Q: What counts as a contact centre disaster for BCP purposes?

For BCP purposes, a contact centre disaster is any event that prevents the operation from delivering its minimum service level from its normal site and systems. Common triggers: (1) Technology failure — telephony/ACD platform outage, CRM unavailability, network loss affecting >20% of agents, data centre failure. (2) Site loss — building evacuation (fire alarm, flood, structural), loss of utilities (power, heating, air), public health incident requiring closure. (3) Mass absence — acute illness event causing >30–40% of rostered staff to be unavailable simultaneously; civil emergency restricting movement. (4) Supplier failure — outsource partner or BPO declaring a major incident; cloud provider regional outage. A service level miss caused by a forecast error alone is not typically classified as a disaster — it is an operational failure managed through intraday flex.
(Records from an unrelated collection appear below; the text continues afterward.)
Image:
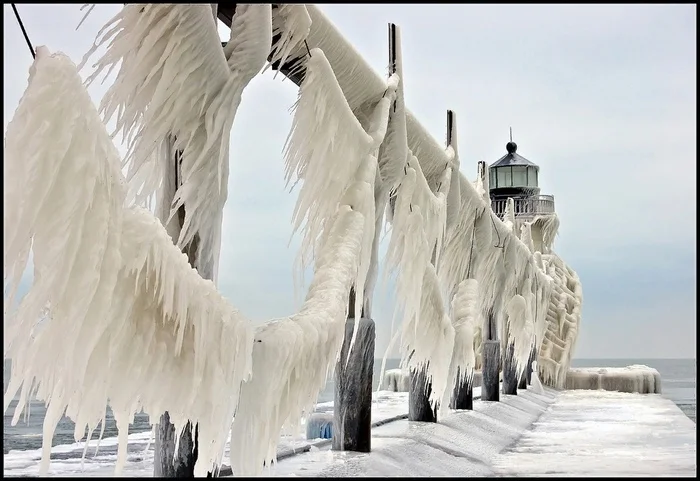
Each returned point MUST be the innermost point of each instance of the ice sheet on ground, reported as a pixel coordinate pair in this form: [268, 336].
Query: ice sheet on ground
[66, 459]
[603, 433]
[464, 443]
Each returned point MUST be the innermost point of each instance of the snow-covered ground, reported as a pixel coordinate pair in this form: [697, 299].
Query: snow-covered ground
[66, 459]
[571, 433]
[605, 433]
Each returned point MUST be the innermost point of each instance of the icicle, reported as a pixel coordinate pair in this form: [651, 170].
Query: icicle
[95, 265]
[170, 59]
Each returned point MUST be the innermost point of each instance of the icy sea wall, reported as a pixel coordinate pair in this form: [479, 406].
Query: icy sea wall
[635, 379]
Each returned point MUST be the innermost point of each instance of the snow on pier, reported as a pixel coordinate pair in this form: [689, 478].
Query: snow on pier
[568, 433]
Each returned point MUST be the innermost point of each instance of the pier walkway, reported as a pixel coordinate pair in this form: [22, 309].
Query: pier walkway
[568, 433]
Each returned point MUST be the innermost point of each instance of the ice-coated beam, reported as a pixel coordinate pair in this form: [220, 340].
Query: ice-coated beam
[490, 360]
[510, 376]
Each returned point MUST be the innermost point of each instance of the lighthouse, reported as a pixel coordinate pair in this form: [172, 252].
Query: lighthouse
[514, 176]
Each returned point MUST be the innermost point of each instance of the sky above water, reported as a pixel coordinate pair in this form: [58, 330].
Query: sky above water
[602, 97]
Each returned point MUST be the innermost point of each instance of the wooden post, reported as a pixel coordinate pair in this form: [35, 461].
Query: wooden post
[419, 408]
[491, 358]
[352, 412]
[510, 377]
[522, 381]
[167, 463]
[463, 394]
[528, 370]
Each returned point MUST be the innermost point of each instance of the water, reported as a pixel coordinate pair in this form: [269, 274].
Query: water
[678, 378]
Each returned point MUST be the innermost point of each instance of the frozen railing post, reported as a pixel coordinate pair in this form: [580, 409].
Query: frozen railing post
[167, 463]
[352, 413]
[526, 376]
[352, 408]
[528, 369]
[491, 358]
[462, 392]
[510, 374]
[420, 387]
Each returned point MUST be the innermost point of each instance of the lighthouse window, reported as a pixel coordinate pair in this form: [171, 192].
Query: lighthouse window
[519, 176]
[504, 177]
[531, 177]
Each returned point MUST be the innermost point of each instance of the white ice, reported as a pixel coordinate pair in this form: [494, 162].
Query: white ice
[603, 433]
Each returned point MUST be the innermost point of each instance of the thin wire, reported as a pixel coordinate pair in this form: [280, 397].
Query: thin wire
[21, 25]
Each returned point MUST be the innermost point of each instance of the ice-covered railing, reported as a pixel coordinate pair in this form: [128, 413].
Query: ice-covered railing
[480, 263]
[563, 318]
[113, 281]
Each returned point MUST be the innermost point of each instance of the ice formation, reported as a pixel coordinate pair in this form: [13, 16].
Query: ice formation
[563, 317]
[417, 234]
[175, 83]
[353, 144]
[337, 202]
[113, 281]
[465, 319]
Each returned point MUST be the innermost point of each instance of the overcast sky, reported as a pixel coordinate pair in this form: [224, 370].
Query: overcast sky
[602, 97]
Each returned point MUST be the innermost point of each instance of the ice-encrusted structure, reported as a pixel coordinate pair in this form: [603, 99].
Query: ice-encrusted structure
[635, 378]
[112, 280]
[563, 318]
[354, 145]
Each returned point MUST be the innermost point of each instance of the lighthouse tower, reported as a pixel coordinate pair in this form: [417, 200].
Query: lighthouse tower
[514, 176]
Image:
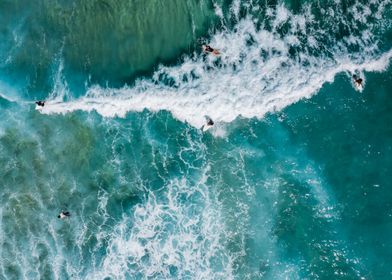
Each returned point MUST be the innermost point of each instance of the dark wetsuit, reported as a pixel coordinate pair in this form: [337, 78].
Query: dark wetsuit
[208, 49]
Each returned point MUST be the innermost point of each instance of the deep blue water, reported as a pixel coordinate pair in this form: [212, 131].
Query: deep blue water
[292, 182]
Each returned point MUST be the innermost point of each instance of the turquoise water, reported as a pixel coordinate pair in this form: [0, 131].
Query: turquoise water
[292, 182]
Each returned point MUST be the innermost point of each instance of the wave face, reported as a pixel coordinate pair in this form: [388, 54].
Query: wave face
[271, 57]
[272, 191]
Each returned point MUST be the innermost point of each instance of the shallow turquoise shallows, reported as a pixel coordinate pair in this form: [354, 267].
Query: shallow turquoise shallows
[293, 181]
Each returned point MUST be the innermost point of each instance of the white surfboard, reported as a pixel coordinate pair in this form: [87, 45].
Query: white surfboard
[206, 127]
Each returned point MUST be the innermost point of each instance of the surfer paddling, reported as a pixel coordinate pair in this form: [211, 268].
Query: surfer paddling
[357, 81]
[208, 49]
[64, 214]
[208, 125]
[40, 103]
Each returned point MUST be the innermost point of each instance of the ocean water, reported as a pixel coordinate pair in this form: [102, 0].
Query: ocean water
[292, 182]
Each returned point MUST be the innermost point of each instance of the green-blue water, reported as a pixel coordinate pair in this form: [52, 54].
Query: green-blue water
[292, 182]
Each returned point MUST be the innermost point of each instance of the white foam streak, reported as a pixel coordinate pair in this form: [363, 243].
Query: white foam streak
[257, 74]
[166, 238]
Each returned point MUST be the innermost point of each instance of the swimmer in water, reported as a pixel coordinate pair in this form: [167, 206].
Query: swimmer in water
[40, 103]
[357, 80]
[208, 125]
[208, 49]
[64, 214]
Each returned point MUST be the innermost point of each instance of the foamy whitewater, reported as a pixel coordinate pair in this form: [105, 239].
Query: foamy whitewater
[256, 73]
[293, 181]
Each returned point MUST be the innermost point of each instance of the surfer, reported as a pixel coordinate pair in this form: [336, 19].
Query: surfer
[40, 103]
[208, 49]
[64, 214]
[358, 81]
[208, 125]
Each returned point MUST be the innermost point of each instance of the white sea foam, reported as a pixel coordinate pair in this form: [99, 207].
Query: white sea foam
[254, 75]
[166, 238]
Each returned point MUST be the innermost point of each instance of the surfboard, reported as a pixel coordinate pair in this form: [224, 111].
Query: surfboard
[358, 86]
[206, 127]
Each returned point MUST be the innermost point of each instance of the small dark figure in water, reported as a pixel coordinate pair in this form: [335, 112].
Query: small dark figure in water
[357, 80]
[210, 122]
[64, 214]
[208, 49]
[208, 125]
[40, 103]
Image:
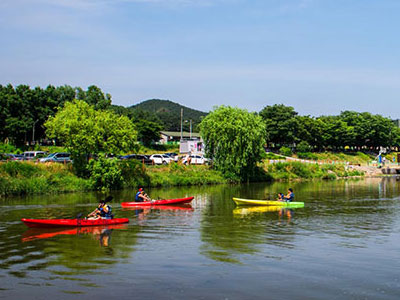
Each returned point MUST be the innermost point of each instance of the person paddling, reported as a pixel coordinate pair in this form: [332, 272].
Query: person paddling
[141, 196]
[103, 210]
[290, 196]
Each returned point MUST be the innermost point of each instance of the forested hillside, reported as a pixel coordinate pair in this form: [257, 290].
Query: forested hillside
[169, 113]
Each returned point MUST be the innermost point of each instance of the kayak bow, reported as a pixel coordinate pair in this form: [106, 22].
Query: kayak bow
[72, 222]
[158, 202]
[240, 201]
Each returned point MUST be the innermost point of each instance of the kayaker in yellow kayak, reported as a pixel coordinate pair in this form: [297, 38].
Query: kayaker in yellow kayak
[102, 211]
[290, 196]
[141, 196]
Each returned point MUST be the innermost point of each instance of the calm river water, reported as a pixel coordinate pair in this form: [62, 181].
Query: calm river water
[344, 244]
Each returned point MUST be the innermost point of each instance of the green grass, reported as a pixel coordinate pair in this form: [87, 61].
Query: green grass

Q: What is minimum viable operations in a contact centre?

Minimum viable operations (MVO) is the lowest staffing level at which a contact centre can legally and reputationally continue to operate. For regulated contact centres (FCA-supervised, Ofcom-licensed), MVO is set partly by regulatory obligation: FCA requires that financial advice and complaint contacts continue to be handled even under degraded conditions. For contact centres without regulatory minimum obligations, MVO is the Erlang C minimum needed to hold queue growth — below this floor, the queue compounds faster than agents can clear it. MVO is not a comfortable service level target — it is the floor below which you would be better off routing all contacts to IVR, digital self-service, or callback than trying to staff an inbound queue.

Peak staffing covers unplanned volume surges. Disaster recovery covers something different — not too many contacts, but too few agents. A site failure, system outage, or mass absence event collapses supply while demand often increases. The BCP is the bridge between normal operations and minimum viable service.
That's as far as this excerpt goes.